SOYSTAGE--A TOOL FOR PREDICTING SOYBEAN REPRODUCTIVE STAGES
Over the past few years, many of the in-season inputs applied to a soybean crop to maintain its health and optimum yield potential have increasingly been based on the crop’s reproductive stage of development. Once a soybean crop is planted and emerged, the timing of the crop’s developmental stages can be predicted based on years of documentation of the time of occurrence of those stages. Thus, a tool that can accurately predict phenology stages–especially reproductive stages–based on either planting or emergence date will be an invaluable resource for producers.

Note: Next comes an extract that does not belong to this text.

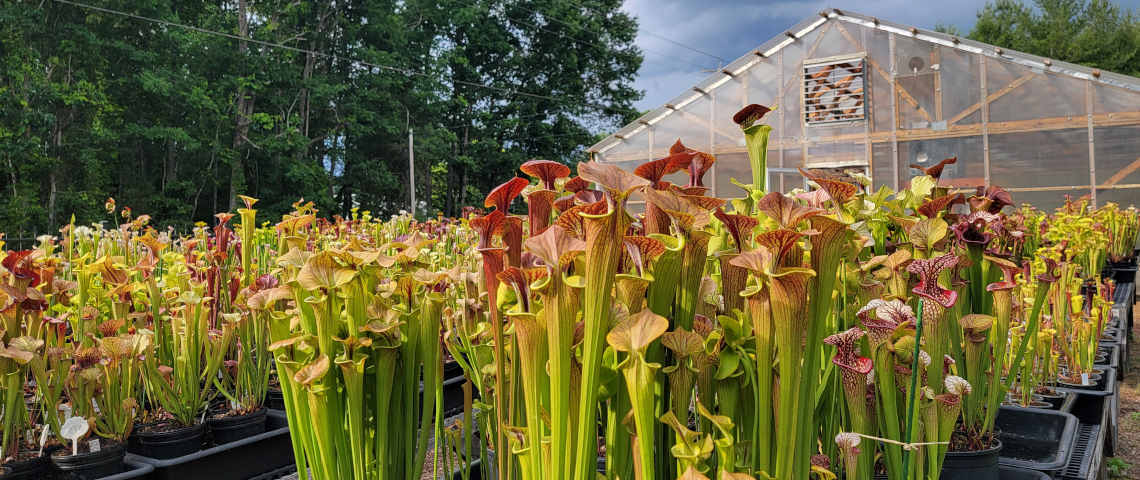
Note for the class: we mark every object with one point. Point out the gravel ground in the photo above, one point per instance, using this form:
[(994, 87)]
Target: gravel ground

Such a tool has been developed for Midsouth soybean producers by scientists at the Univ. of Arkansas. This online tool, called SOYSTAGE, can be used to predict the dates of reproductive stages R1 (beginning flower–one open flower at any node on the main stem), R5 (beginning seed–seed that is 1/8 inch long in the pod at one of the four uppermost nodes on the main stem with a fully developed leaf), and R7 (beginning maturity or physiological maturity–one mature-colored pod anywhere on the main stem) (click A Visual Guide to Soybean Growth Stages from Univ. of Wisc. Ext. to see these stages). These three reproductive stages are arguably the most important to which management inputs are timed. R3 (beginning pod–pod 3/16 inch long at one of the four uppermost nodes on the main stem with a fully developed leaf), which is the stage at which a first fungicide application to soybeans is usually recommended, will occur roughly halfway between R1 and R5. R8 (harvest maturity) generally occurs 7 to 10 days after R7.

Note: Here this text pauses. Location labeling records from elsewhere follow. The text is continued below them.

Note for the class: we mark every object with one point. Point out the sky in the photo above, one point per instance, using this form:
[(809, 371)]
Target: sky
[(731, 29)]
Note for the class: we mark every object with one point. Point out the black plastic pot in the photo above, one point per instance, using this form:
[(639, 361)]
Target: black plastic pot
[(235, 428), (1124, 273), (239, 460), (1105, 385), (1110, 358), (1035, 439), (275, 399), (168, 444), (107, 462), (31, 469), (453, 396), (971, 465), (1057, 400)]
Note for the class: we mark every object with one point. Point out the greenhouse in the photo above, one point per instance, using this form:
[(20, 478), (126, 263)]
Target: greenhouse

The gap between planting date and emergence (cotyledons above the soil surface) is greatly influenced by soil and weather conditions. Under optimum conditions, emergence may occur in as few as 4 to 5 days; however, under harsh soil and weather conditions which can occur following early plantings in the Midsouth, emergence may occur up to 14 days or more after planting. Click here for information from an MSPB-funded project that shows how early-season cool temperatures can affect time to soybean emergence. This information can be used to aid in predicting when emergence or day 0 for SOYSTAGE calculations will occur.

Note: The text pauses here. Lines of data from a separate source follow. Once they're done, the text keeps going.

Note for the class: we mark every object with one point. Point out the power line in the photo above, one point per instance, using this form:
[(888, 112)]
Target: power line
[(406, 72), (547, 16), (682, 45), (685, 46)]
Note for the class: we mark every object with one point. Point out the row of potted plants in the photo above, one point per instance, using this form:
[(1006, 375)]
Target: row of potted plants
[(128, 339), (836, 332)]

Details about the development of SOYSTAGE are presented in an article by Caio dos Santos, Montserrat Salmerón, and Larry C. Purcell (corresponding author–lpurcell@uark.edu) titled “Soybean Phenology Prediction Tool for the US Midsouth” in the journal Agric. & Environ. Lett. 4:190036 (2019) (https://doi:10.2134/ael2019.09.0036). Major points presented in this article about the development and use of SOYSTAGE follow.
• Long-term (1981-2016) temperature data that were used in model development were obtained for 2776 locations in Arkansas, Texas, Louisiana, Mississippi, Missouri, Illinois, and Tennessee.
• SOYSTAGE begins simulations at the date of emergence rather than planting date because of the high variability between planting date and emergence date as described here.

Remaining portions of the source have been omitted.